セイファート城の客人たち11

 ――そろそろ、戻っても良い頃合いだろう。


 そう判断してジェードの工房を後にしたクリムだったが……その庭にて、珍しい組み合わせの者たちを発見した。




「む、あれはエイリーと……クルゥ?」


 エイリーが両手で捧げ持つように、デフォルメされたタコのような魔神――クルゥを持ち、じっと見つめ合っている。


 クルゥの方もエイリーから目を離せずに固まっているようだが、いったい何をしているのかと、クリムが様子を伺っていると……エイリーが、その小さな唇を開き、呟いた。


「…………たこ焼きゲット」

「――ちょっと待てぇええい!!」


 エイリーの呟きが聞こえたその瞬間、クリムは瞬時に判断して『縮地』により一瞬で距離を詰め、その腕の中からクルゥを奪取していた。


「冗談。だからそのたこや……その子を返して」

「いま何と言い間違えたエイリー!?」

「まおーさまは、もうちょっと私のことを信じるべき」

「ことが食に関する事ならば、我はお主の発言を冗談とは信じぬからな!?」


 震え、しがみついてくるクルゥを守るように抱きしめながら、最大限の警戒でエイリーを威嚇するクリム。


 今、見た目は可愛らしい少女が小さく「チッ」と舌打ちしたのは、気のせいだと信じたかった。


 そうして不満げに睨んでくるエイリー、その小さな身体から発せられる強大な圧力に抗って、クリムは真っ向から睨み合う。
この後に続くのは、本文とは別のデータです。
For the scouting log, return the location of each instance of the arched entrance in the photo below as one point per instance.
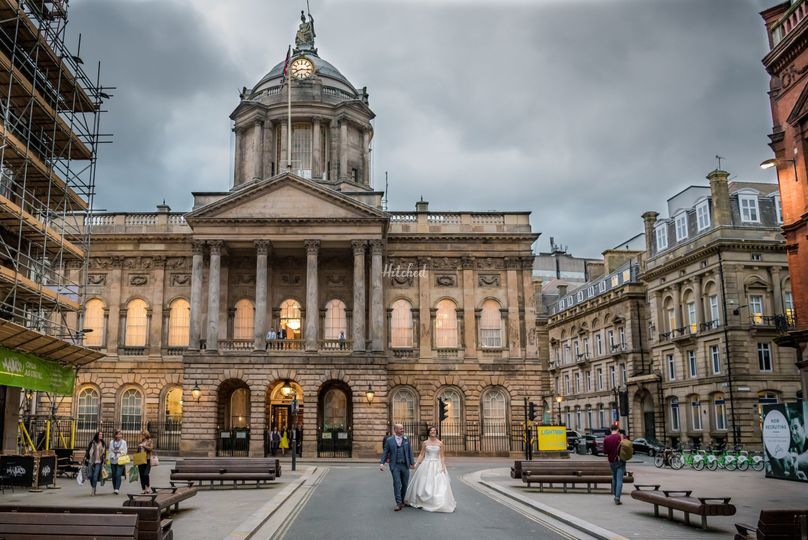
(282, 397)
(233, 419)
(334, 420)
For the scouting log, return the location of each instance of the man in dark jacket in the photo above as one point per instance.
(611, 446)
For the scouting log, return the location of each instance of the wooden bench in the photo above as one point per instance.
(57, 525)
(776, 524)
(225, 470)
(681, 500)
(164, 498)
(150, 524)
(567, 473)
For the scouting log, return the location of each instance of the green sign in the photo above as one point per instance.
(29, 371)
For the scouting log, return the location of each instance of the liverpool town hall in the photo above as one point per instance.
(296, 301)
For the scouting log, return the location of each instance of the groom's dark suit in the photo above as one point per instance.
(400, 456)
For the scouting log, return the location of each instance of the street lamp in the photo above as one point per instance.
(769, 163)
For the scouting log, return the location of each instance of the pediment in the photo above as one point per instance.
(286, 197)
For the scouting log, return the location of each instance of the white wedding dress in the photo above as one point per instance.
(430, 488)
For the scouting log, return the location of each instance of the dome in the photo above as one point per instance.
(331, 75)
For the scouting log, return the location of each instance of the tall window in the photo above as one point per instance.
(454, 406)
(494, 404)
(401, 325)
(87, 410)
(335, 320)
(703, 215)
(681, 226)
(290, 318)
(674, 414)
(756, 308)
(137, 323)
(94, 321)
(662, 236)
(720, 412)
(715, 359)
(403, 405)
(301, 149)
(179, 323)
(749, 208)
(691, 364)
(491, 325)
(764, 357)
(244, 321)
(446, 325)
(695, 410)
(132, 410)
(671, 367)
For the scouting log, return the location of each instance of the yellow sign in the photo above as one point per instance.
(552, 438)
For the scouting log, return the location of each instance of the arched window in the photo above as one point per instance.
(446, 325)
(454, 408)
(179, 323)
(401, 325)
(243, 321)
(137, 323)
(94, 321)
(290, 318)
(87, 409)
(403, 407)
(132, 410)
(494, 404)
(335, 321)
(491, 325)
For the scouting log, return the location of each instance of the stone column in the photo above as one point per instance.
(359, 310)
(376, 296)
(212, 337)
(777, 291)
(312, 303)
(258, 149)
(196, 295)
(343, 148)
(262, 253)
(316, 154)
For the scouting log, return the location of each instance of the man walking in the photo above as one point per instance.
(611, 446)
(398, 450)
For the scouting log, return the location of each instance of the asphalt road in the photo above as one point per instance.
(356, 502)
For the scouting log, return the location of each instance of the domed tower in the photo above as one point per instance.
(330, 119)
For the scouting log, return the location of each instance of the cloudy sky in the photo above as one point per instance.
(585, 112)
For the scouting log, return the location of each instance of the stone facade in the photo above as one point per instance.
(383, 312)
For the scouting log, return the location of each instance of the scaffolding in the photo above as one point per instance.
(50, 112)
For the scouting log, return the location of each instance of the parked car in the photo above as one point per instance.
(647, 446)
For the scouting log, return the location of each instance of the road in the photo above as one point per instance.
(356, 502)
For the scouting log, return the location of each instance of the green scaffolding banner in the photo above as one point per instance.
(29, 371)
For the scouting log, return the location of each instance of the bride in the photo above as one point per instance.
(429, 488)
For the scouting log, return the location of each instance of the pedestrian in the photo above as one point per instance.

 彼女に一人ソロで勝てる可能性は、種族進化した今でも限りなく薄いが――ここで退いてしまえば、見知ったNPCが一匹、完全にこの世界から消えてしまうという焦燥感は、クリムに抗う勇気を与えてくれていた。



 ……そうして、必死の睨み合いがしばらく続いた後。


「あら……クルゥちゃん、こんなところにいたの?」

「む、ルゥルゥか、良いところに……!」


 のんびりと現れた銀髪の少女の姿を見て、クリムはほっと安堵の息を吐く。

 そうしてクルゥを抱いていた腕から力を緩めたところ、クルゥはすごい勢いでルゥルゥの方へと飛んでいき、その背後に隠れてエイリーへ威嚇していた。


 ――よっぽど怖かったんじゃろなあ。


 普段は抱かれている間ずっと不機嫌なはずのクルゥのそんな様子に、クリムは心底同情するのだった。


「む……原初の巫女か。残念」


 なぜかルゥルゥ相手には素直なエイリーは、心底残念そうに呟く。何が残念なのかは聞かなかった事にして……もう一つ、気になる事があった。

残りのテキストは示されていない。